Correspondance à Stepanakert, texte et photos, Paul Gogo

Ukraine : les dégâts invisibles de la guerre

La guerre est arrivée en Ukraine aussi rapidement qu’elle s’en est éloignée. Mais ces images violentes brutalement apparues ne disparaîtront pas aussitôt des esprits, laissés sous un choc trop souvent sous-estimé et qui touche l’ensemble du pays.

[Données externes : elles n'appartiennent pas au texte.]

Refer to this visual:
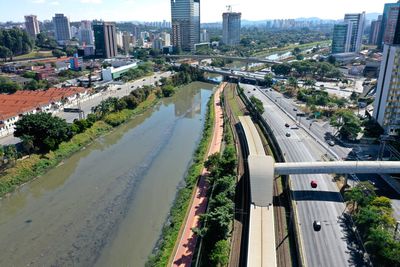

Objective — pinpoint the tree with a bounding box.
[304,79,316,87]
[250,96,264,114]
[210,240,230,267]
[288,77,298,89]
[328,55,336,65]
[264,74,274,87]
[271,63,292,76]
[51,49,67,58]
[14,112,71,152]
[330,109,361,139]
[161,85,175,97]
[0,46,12,61]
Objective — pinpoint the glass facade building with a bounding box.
[171,0,200,51]
[222,12,242,45]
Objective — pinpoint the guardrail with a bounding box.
[238,86,306,267]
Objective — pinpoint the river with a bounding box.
[0,83,213,266]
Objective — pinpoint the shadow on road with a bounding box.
[293,190,343,202]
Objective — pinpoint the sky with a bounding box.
[0,0,396,23]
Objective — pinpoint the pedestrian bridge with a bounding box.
[239,116,400,267]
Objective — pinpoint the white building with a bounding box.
[161,32,171,46]
[101,62,137,81]
[373,45,400,135]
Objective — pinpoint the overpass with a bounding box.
[165,55,282,64]
[273,161,400,175]
[239,116,400,267]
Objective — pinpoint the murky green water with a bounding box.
[0,83,212,266]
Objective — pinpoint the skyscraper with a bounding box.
[378,1,400,48]
[373,44,400,135]
[93,22,117,58]
[25,15,40,38]
[122,32,131,54]
[373,9,400,135]
[78,20,94,45]
[332,21,353,54]
[222,10,242,45]
[53,14,71,44]
[171,0,200,51]
[344,12,365,52]
[368,16,382,45]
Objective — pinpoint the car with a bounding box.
[313,221,321,231]
[310,180,318,188]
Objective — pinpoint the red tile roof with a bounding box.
[0,87,87,120]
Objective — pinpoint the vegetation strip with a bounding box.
[0,92,158,199]
[146,93,215,266]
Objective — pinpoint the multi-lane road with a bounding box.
[0,71,171,145]
[242,85,363,266]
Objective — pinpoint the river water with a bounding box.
[0,83,212,266]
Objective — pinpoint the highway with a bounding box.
[258,85,400,220]
[0,71,171,145]
[241,84,363,267]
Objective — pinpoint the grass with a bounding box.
[227,84,244,119]
[0,94,158,197]
[0,121,112,196]
[146,93,215,267]
[253,40,331,57]
[13,50,53,60]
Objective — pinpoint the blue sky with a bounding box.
[0,0,396,22]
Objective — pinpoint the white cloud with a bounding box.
[81,0,103,4]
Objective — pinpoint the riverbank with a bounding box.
[146,84,219,267]
[0,93,159,197]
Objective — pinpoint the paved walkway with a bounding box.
[172,83,225,266]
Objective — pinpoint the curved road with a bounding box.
[172,83,226,266]
[241,84,363,267]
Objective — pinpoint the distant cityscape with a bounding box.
[0,0,400,267]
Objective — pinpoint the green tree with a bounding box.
[250,96,264,114]
[0,46,12,61]
[271,63,292,76]
[331,109,361,139]
[264,74,274,87]
[51,49,67,58]
[288,77,299,89]
[14,112,71,152]
[210,240,230,267]
[161,85,175,97]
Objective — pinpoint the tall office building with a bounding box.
[368,16,382,45]
[171,0,200,51]
[53,14,71,44]
[222,10,242,45]
[122,32,131,54]
[78,20,94,45]
[25,15,40,38]
[378,1,400,48]
[344,12,365,52]
[161,32,171,46]
[200,29,210,43]
[373,45,400,135]
[332,22,353,54]
[93,22,118,58]
[373,8,400,135]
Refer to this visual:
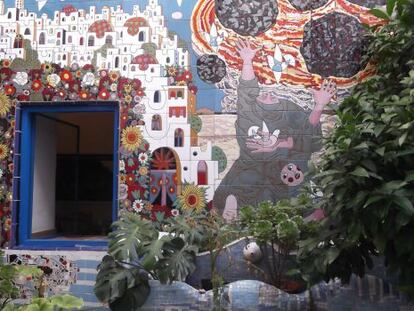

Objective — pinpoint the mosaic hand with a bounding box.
[312,80,336,107]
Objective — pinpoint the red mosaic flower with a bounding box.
[137,89,145,96]
[82,64,95,71]
[188,85,198,95]
[59,69,73,82]
[29,69,43,80]
[126,174,135,186]
[69,80,81,93]
[79,90,90,100]
[17,94,30,102]
[88,20,113,38]
[57,90,66,98]
[1,59,11,68]
[98,89,109,100]
[4,84,16,96]
[32,80,43,92]
[131,79,142,90]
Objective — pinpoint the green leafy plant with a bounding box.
[299,0,414,286]
[165,211,239,311]
[95,213,198,310]
[0,250,83,311]
[0,250,43,310]
[240,195,314,290]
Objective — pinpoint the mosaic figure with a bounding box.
[214,41,336,215]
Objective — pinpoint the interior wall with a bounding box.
[32,116,56,233]
[54,112,114,154]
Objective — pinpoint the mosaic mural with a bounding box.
[7,254,79,299]
[0,0,383,246]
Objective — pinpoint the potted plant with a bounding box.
[240,196,315,292]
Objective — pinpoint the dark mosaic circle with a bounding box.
[348,0,386,8]
[197,54,227,83]
[300,13,368,78]
[289,0,329,11]
[215,0,278,36]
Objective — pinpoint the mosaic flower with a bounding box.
[125,174,135,186]
[176,184,206,213]
[42,63,53,73]
[119,160,125,172]
[132,200,144,213]
[138,152,148,164]
[121,126,142,151]
[79,90,90,100]
[70,63,79,71]
[119,174,126,184]
[32,79,42,92]
[0,91,11,118]
[13,71,29,86]
[124,83,132,94]
[109,71,120,82]
[110,83,118,92]
[0,144,9,160]
[118,184,128,200]
[59,69,73,82]
[82,72,95,86]
[1,59,11,68]
[121,199,131,209]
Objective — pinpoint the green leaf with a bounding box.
[387,0,397,16]
[369,9,390,20]
[94,255,149,310]
[364,195,384,207]
[49,294,83,310]
[393,197,414,216]
[398,132,408,146]
[156,237,198,283]
[108,213,158,261]
[350,166,369,177]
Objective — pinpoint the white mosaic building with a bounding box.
[0,0,219,200]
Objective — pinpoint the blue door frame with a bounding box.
[17,102,119,250]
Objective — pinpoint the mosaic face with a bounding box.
[197,55,226,83]
[280,163,304,187]
[348,0,386,8]
[215,0,278,36]
[289,0,329,11]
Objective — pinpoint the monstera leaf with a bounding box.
[49,294,83,310]
[155,237,198,283]
[94,255,150,311]
[109,213,158,262]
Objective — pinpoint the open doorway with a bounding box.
[20,109,117,245]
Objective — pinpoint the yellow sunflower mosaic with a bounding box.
[121,126,143,152]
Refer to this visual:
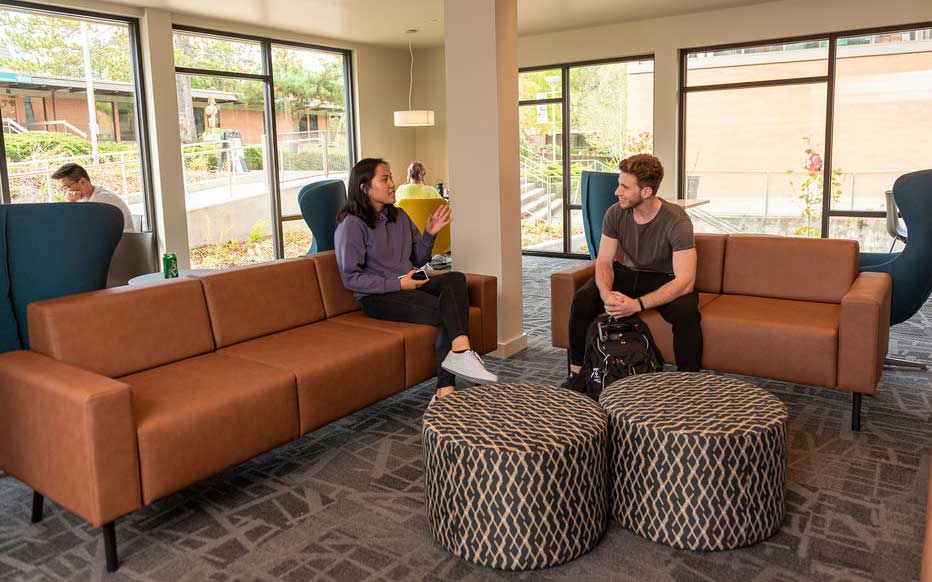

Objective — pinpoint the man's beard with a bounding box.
[621,196,645,210]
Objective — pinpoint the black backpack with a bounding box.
[580,314,663,400]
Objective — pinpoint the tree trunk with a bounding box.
[175,75,197,143]
[175,35,198,143]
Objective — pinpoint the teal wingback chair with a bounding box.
[860,170,932,369]
[0,202,123,352]
[579,170,618,259]
[298,180,346,255]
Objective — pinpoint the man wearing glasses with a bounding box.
[52,164,133,232]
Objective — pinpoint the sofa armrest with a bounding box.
[550,261,595,348]
[838,273,893,394]
[0,351,141,527]
[466,273,498,354]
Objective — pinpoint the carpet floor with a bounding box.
[0,257,932,582]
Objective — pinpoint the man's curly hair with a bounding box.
[618,154,663,196]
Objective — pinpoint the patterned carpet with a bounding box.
[0,257,932,582]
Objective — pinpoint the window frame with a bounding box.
[676,22,932,238]
[518,53,657,259]
[0,0,158,230]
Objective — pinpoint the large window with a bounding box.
[0,6,151,230]
[174,29,353,268]
[679,28,932,251]
[518,57,654,256]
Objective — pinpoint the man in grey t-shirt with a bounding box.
[563,154,702,390]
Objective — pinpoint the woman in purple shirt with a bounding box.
[335,158,498,406]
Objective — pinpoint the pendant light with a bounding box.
[395,29,434,127]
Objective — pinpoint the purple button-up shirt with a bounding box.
[334,208,434,299]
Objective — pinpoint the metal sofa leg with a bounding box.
[102,521,120,572]
[883,358,929,370]
[851,392,861,432]
[32,489,45,523]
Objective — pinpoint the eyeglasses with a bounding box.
[58,182,81,193]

Mykola Voronin est originaire de Gorlivka, dans l’est de l’Ukraine. Son parcours de soldat, il aime le raconter dans les médias. Il ne le cache pas, c’est sa façon d’être reconnu par la société et d’affirmer son statut de combattant. Il a répondu à de nombreuses interviews pour des médias ukrainiens, il aime se présenter comme un héros, au risque d’en faire un peu trop. Mais il faut avouer que le parcours de ce brun aux yeux bleus est aussi atypique qu’étonnant. Car qui aurait pu imaginer que le Mykola de 2014, professeur de mathématiques, hippie pacifiste de 34 ans, heureux dans sa campagne du Donbass, deviendrait sniper dans l’armée ukrainienne quelques mois plus tard? La guerre a bouleversé sa vie.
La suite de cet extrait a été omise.